Location: Foreign Arthropod Borne Animal Disease Research
Project Number: 3022-32000-062-003-S
Project Type: Non-Assistance Cooperative Agreement
Start Date: Aug 1, 2018
End Date: Jul 31, 2023
Objective:
This research project is aimed at understanding viral-host interactions associated with Vesicular Stomatitis Virus (VSV) emerging strains. This understanding will provide scientific evidence to generate models that predict future outbreaks and to develop intervention strategies to minimize the impact of future disease outbreaks.

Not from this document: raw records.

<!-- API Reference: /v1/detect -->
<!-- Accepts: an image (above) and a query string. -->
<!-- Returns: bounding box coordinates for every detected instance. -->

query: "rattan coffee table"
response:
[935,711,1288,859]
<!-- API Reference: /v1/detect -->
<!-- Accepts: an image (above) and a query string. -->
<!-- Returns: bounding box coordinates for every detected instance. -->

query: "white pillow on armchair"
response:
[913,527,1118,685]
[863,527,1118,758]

A library of single-gene Knock-Out Vero cells will be developed and used as a sceening tool against emerging strains of VSV. These cells will identify host genes involved in VSV infection. The cells will be generated though Clustered Regularly Interspeced Short Palidromic Repeats (CRISPR)-Cas9 technology. Following viral infection, the remaining viable cells are subjectd to next generation sequencing in order to identify which host genes are critical for virus-host interaction and virus infection. The intended goal of the proposed work is to identify host proteins involved in virus replication which could be targets for antiviral therapy.
Approach:
To generate the genome-scale CRISPR Knock-Out (GeCKO) Vero cells for screening, the lentiviral vector GeCKO v2 system which consists of a pooled library of 122,417 unique single guide RNAs (sgRNAs) targeting multiple conserved regions of 19,052 human genes will be used. The Cas9 nuclease, sgRNA, and antibiotic resistance gene for selection, are all incorporated into a lentivirus vector which can then be introduced to the cell line of interest, ie Vero cells. The antibiotic resistance gene is used for selection of only those cells which successfully incorporate the lentivirus. Sequencing is used to identify the gene knockouts. At this point, the generated GeCKO cell line consist of a mixture of cells carrying single-gene knockouts which can be used for screening studies.

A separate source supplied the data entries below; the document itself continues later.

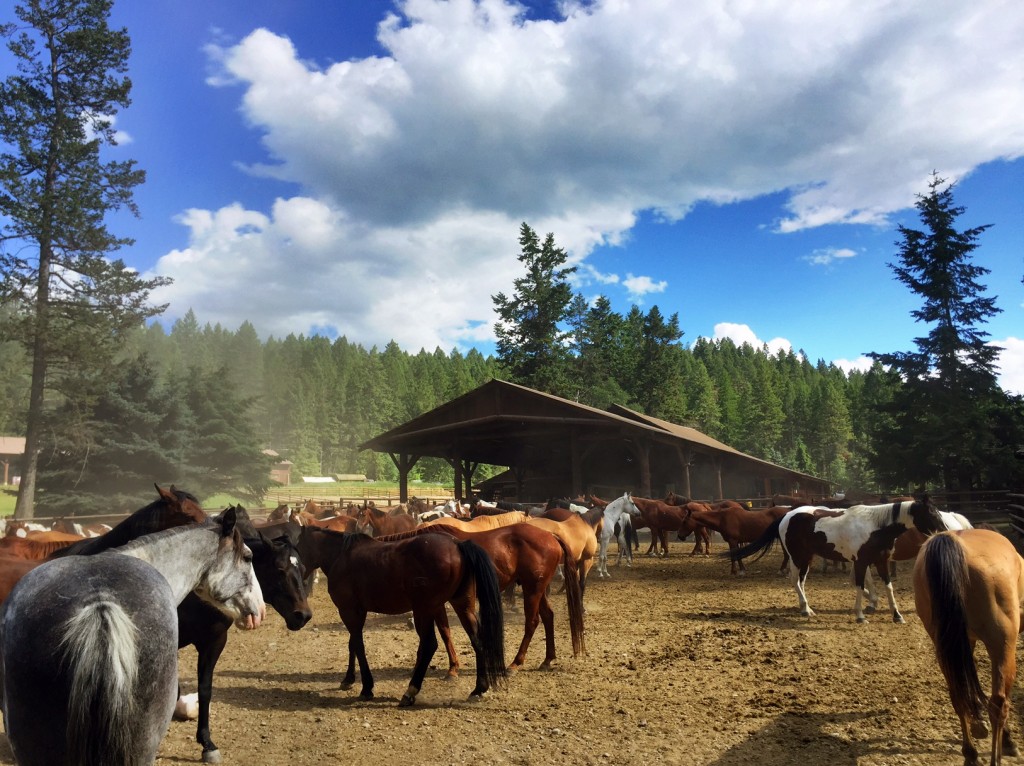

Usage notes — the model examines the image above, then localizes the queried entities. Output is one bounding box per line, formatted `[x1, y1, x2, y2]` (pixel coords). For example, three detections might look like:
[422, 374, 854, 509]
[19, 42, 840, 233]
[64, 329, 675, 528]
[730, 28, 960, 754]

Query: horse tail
[555, 538, 587, 656]
[60, 601, 138, 766]
[922, 535, 985, 718]
[458, 540, 507, 685]
[720, 516, 785, 561]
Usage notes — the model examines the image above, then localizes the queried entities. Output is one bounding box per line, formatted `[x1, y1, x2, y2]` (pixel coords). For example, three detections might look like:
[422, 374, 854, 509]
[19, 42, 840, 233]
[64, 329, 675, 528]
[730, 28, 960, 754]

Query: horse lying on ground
[728, 497, 945, 623]
[299, 528, 506, 708]
[913, 529, 1024, 766]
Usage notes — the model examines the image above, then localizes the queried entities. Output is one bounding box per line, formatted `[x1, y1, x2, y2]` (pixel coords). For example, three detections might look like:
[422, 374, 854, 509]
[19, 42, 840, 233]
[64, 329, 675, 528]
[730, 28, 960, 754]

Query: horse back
[0, 555, 177, 764]
[325, 534, 464, 614]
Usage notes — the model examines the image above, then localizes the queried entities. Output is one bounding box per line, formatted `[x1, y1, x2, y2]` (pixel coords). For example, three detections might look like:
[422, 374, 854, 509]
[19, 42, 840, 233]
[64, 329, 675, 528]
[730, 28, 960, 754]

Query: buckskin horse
[0, 507, 265, 766]
[913, 529, 1024, 766]
[728, 496, 945, 623]
[299, 528, 506, 708]
[679, 502, 793, 575]
[383, 524, 586, 676]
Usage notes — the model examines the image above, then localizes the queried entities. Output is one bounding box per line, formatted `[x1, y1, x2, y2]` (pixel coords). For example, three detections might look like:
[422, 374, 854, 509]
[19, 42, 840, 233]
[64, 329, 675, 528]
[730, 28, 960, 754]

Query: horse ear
[220, 506, 236, 538]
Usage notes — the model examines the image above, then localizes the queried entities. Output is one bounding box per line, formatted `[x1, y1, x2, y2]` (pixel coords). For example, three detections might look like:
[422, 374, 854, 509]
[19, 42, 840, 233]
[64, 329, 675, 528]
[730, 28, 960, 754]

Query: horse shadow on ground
[215, 668, 475, 713]
[707, 711, 955, 766]
[673, 606, 880, 633]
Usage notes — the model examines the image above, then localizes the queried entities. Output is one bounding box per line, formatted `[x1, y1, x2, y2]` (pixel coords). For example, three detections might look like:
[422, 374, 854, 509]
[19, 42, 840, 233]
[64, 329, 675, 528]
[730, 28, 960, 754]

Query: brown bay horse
[680, 501, 793, 575]
[356, 506, 419, 538]
[913, 529, 1024, 766]
[384, 524, 586, 676]
[729, 496, 945, 623]
[665, 492, 712, 556]
[633, 496, 697, 556]
[299, 526, 506, 708]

Vero cells will be used for generating the GeCKO library, as they are permissive for VSV as well as a number of other viruses which can be adapted to the screening process. Although the human sgRNA library may not be fully compatible with Vero cells derived from African green monkey due to genetic variations, we anticipate to have adequate coverage due to the multiple (3-6) sgRNAs targeted to conserved regions of each of the 19,052 genes represented in the library. Once gene targets are identified, subsequent knockout studies can be performed in Vero cells or other cell types of interest with sgRNAs designed specifically for a respective host gene.
The generated GeCKO Vero cells will be used to screen for genes critical for viral infection, in this case, VSV. This is done by several rounds of selection by virus infection of the GeCKO Vero cells. Only cells that are resistant to lytic VSV infection remain viable and propagate. These surviving cells are subsequently sequenced to identify the knock-out genotypes of the surviving cells.

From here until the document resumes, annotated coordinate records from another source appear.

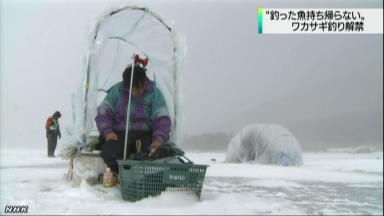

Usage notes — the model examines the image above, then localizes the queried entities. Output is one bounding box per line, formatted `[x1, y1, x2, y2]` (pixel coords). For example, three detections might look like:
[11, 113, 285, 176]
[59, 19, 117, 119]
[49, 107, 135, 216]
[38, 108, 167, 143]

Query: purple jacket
[95, 80, 171, 143]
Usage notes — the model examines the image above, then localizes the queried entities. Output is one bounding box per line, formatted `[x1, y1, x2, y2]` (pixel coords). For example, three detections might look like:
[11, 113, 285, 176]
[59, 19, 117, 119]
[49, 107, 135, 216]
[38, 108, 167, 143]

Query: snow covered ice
[226, 124, 303, 166]
[0, 148, 383, 215]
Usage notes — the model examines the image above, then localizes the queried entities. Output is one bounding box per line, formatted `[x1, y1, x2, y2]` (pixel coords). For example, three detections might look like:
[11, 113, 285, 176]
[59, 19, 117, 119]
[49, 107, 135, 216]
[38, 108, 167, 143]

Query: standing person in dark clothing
[45, 111, 61, 157]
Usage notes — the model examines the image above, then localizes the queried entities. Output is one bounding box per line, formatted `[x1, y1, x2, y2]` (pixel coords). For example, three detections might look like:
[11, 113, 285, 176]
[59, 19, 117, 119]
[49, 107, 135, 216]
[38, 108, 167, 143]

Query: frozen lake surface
[0, 149, 383, 215]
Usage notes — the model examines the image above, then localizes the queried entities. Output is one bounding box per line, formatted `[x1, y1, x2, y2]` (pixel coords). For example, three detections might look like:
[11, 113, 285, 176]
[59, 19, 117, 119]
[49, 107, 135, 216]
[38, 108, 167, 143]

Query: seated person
[95, 65, 171, 173]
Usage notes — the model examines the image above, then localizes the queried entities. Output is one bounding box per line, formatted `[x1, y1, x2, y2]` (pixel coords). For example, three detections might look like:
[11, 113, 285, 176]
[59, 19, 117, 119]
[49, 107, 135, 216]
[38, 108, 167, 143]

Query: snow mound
[225, 124, 303, 166]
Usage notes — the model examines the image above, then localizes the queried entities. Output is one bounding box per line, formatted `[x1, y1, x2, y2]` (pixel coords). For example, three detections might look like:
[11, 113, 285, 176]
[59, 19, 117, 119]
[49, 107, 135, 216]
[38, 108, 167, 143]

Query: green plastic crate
[118, 156, 208, 201]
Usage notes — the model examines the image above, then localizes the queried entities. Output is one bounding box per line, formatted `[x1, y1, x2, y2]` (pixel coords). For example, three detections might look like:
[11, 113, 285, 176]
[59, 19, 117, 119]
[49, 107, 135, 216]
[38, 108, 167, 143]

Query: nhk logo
[169, 175, 185, 181]
[4, 205, 28, 214]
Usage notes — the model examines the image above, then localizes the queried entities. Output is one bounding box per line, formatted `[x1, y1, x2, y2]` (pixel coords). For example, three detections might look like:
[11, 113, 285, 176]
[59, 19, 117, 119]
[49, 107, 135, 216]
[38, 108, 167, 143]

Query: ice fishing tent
[72, 6, 185, 148]
[225, 124, 303, 166]
[61, 5, 186, 182]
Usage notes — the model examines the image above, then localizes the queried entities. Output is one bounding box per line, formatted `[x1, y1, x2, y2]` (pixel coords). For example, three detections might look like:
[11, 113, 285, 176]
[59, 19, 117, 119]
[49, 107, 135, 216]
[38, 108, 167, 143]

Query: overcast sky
[0, 0, 383, 146]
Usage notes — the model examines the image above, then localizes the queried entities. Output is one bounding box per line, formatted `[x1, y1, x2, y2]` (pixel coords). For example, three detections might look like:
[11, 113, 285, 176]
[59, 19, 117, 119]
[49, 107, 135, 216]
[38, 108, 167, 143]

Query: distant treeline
[182, 132, 234, 151]
[181, 132, 383, 152]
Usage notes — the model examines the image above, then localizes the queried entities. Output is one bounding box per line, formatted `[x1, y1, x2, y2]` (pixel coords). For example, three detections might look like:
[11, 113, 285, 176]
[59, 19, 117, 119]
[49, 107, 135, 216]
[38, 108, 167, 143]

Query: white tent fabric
[225, 124, 303, 166]
[72, 6, 186, 146]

To confirm that the identified host genes/ proteins (gene knockouts) are critical for VSV replication, specific small/ short interfering RNA (siRNA) will be used to temporarily knock-down expression of each of the genes identified in the original surviving wildtype cell line. Vero cells will be infected and virus replication evaluated by expression of viral genes, proteins and/ or infectious progeny. This analysis will allow us to determine the effect of identified genes on VSV replication. Then, a more detailed analysis of the virus-host protein interaction can commence. Once a gene is identified and confirmed to be critical for VSV infection, in future studies, the CRISPR-Cas9 system can also be used to generate stable single-gene knockouts in Vero or other cell types or animals such as mice and pigs, for further study.